Son œuvre se distingue par une manipulation subtile de la lumière et de la transparence, utilisant souvent des matériaux comme le verre, le bois ou le métal perforé. PERRIN explore la relation entre le plein et le vide, invitant le spectateur à une expérience kinesthésique de l'œuvre. En 1993, sa participation à l'exposition collective « Différentes natures » à La Défense confirme son intérêt pour l'intégration de la sculpture dans l'architecture et le paysage, une thématique qui deviendra centrale dans sa pratique au fil des décennies.
Le tournant des années 2000 voit l'artiste multiplier les interventions dans l'espace public et les institutions internationales. En 2005, elle réalise une installation majeure pour le Musée d'Art et d'Histoire de Genève, témoignant de sa capacité à transformer la perception d'un lieu chargé d'histoire. Parallèlement à sa création plastique, elle s'investit dans l'enseignement, notamment à l'École supérieure d'arts et médias de Caen/Cherbourg, où elle transmet sa réflexion sur la « sculpture-contexte » et les interactions entre le corps et l'objet.
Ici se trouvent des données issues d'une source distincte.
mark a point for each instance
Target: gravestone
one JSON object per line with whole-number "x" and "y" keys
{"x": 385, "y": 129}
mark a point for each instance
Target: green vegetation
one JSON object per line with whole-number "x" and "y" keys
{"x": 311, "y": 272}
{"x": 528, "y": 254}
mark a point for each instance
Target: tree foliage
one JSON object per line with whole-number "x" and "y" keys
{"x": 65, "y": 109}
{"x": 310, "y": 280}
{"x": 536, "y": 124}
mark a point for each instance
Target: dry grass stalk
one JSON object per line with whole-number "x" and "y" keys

La reconnaissance de son travail se poursuit avec des expositions marquantes, comme celle à la Maison des Arts de Malakoff en 2012 ou sa présentation à la Galerie Catherine Putman à Paris en 2019, intitulée « Dessins ». Son art, qui oscille entre la rigueur de l'art minimal et une sensibilité organique, continue d'habiter des espaces variés, des centres d'art contemporain aux commandes pérennes en milieu urbain. Aujourd'hui, Carmen PERRIN demeure une figure incontournable de la sculpture contemporaine, explorant sans cesse les limites de la visibilité et la vibration des surfaces.